In this situation not much will change from what is currently the case under the Health and Safety in Employment Act 1992. If you are working from home it’s your responsibility to look after your own health and safety in that workplace. If you are an employer and you have staff who work for you from home then it’s your responsibility to make sure the place where they are working is safe.
If you are undertaking office work at home then the relative risks are low of course. Compare this to a diesel mechanic who decides to take a vehicle home to his own garage to do extra weekend work. The risk profiles are obviously quite different when you are comparing a vehicle hoist failing, to tripping on a computer cord.
Whatever the situation, an employer will have a duty to ‘ensure so far as reasonably practicable’ the health and safety of their workers, no matter where they work.
The other situation that arises is your responsibilities if a tradesperson or contractor comes to your home to undertake work on your property. What are your responsibilities here? In the usual situation when you have an electrician or builder for example, coming to your home as a residential homeowner or occupier, you usually have no workplace health and safety responsibilities for those tradespeople . In this circumstance the tradesperson will assume all workplace health and safety duties. This is because the place where the tradesperson is undertaking their job, becomes their ‘workplace’. Therefore where they are working at your house is the area where they must ensure the health and safety of themselves and their employees.
The Health and Safety at Work Act 2015 will make special provisions for homes on farms. The new law will not apply to the main dwelling house on farms or any other part of the farm unless work is being carried out in that part of the farm at the time.

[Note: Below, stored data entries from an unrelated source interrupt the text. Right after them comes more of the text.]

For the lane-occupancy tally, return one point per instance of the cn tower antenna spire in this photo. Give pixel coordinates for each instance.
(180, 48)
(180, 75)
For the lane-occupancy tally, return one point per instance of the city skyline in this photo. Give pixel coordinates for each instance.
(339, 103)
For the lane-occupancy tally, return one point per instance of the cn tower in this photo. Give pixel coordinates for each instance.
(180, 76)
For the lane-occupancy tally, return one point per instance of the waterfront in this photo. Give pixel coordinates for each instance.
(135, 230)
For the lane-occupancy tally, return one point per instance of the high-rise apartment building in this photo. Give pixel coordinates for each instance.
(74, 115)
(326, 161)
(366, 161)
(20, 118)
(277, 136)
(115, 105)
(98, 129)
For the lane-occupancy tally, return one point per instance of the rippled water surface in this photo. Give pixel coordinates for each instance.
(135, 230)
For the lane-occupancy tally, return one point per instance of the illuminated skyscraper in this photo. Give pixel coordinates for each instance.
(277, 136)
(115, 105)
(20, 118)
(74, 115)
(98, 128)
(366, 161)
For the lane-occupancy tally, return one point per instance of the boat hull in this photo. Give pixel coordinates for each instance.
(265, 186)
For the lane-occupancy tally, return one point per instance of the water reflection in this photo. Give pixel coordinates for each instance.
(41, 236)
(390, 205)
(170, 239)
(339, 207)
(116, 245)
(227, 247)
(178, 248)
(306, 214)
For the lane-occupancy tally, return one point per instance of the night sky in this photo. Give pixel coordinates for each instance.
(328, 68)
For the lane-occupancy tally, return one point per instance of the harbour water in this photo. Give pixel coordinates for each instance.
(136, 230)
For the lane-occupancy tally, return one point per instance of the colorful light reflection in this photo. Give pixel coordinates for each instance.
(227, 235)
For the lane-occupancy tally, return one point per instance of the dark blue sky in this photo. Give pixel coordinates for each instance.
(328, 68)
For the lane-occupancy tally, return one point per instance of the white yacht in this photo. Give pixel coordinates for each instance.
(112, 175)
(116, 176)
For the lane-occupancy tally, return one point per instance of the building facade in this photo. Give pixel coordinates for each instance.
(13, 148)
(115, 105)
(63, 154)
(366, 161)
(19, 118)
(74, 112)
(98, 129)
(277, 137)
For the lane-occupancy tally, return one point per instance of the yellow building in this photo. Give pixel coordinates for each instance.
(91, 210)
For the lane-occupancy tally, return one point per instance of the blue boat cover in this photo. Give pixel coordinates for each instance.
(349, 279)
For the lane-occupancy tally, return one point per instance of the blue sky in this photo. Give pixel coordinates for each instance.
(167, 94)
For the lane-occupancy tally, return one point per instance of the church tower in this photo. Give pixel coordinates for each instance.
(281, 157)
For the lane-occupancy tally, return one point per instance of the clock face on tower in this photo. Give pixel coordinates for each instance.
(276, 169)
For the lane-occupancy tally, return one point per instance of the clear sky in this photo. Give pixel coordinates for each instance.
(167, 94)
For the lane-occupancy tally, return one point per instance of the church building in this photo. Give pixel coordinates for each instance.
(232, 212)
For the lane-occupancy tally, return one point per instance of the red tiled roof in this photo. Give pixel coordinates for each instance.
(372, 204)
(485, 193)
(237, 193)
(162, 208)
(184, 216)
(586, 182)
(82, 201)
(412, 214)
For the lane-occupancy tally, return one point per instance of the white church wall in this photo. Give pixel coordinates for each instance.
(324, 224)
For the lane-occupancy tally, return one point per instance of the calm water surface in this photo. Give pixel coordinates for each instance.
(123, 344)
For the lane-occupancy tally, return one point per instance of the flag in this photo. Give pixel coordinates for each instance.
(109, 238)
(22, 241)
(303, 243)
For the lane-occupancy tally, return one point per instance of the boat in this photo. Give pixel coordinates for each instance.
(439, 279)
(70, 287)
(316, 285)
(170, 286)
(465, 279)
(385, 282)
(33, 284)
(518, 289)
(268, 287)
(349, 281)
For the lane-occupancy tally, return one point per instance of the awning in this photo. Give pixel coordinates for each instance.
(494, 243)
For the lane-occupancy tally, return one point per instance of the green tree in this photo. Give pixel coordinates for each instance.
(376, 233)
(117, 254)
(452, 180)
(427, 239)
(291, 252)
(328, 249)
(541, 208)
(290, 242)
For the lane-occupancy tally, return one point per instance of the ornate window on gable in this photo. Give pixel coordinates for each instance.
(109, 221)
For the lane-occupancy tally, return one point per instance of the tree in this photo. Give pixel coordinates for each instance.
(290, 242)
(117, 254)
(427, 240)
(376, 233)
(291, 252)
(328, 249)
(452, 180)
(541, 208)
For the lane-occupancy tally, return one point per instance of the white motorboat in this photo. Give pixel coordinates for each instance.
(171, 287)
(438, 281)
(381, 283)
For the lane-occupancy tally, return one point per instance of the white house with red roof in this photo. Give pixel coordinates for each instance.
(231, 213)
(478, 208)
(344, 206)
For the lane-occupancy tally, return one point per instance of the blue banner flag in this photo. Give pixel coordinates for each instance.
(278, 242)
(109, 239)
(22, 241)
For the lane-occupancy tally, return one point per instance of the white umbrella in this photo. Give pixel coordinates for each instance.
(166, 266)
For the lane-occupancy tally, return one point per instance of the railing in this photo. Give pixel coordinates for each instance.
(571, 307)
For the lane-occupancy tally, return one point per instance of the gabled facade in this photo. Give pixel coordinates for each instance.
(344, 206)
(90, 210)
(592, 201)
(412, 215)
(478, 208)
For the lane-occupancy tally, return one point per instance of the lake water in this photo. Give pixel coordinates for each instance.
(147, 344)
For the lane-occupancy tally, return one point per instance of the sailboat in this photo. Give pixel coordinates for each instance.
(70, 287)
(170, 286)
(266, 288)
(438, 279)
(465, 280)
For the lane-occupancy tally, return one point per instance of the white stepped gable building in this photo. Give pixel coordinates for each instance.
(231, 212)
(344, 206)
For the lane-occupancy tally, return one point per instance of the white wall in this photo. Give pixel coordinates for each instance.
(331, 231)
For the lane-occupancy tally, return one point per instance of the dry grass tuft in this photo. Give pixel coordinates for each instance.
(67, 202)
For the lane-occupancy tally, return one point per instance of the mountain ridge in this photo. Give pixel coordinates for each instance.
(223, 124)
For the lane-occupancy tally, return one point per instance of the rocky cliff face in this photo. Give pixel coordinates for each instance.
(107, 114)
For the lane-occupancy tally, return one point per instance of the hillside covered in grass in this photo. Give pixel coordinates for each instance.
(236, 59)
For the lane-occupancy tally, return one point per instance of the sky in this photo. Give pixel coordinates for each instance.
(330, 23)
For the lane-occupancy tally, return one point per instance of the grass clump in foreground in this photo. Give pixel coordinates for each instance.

In our view this is a sensible exception for farmers who are in an unusual situation compared to most businesses. Farms often have family homes located in the middle of large business operations. Also, farms have large areas that are sometimes not in operational use but may be used for other purposes such as recreation. Businesses in most other industries don’t have these characteristics. So it makes sense for farmers to have some flexibility around the definition of where their ‘workplace’ is located and where their workplace health and safety responsibilities extend on the farm.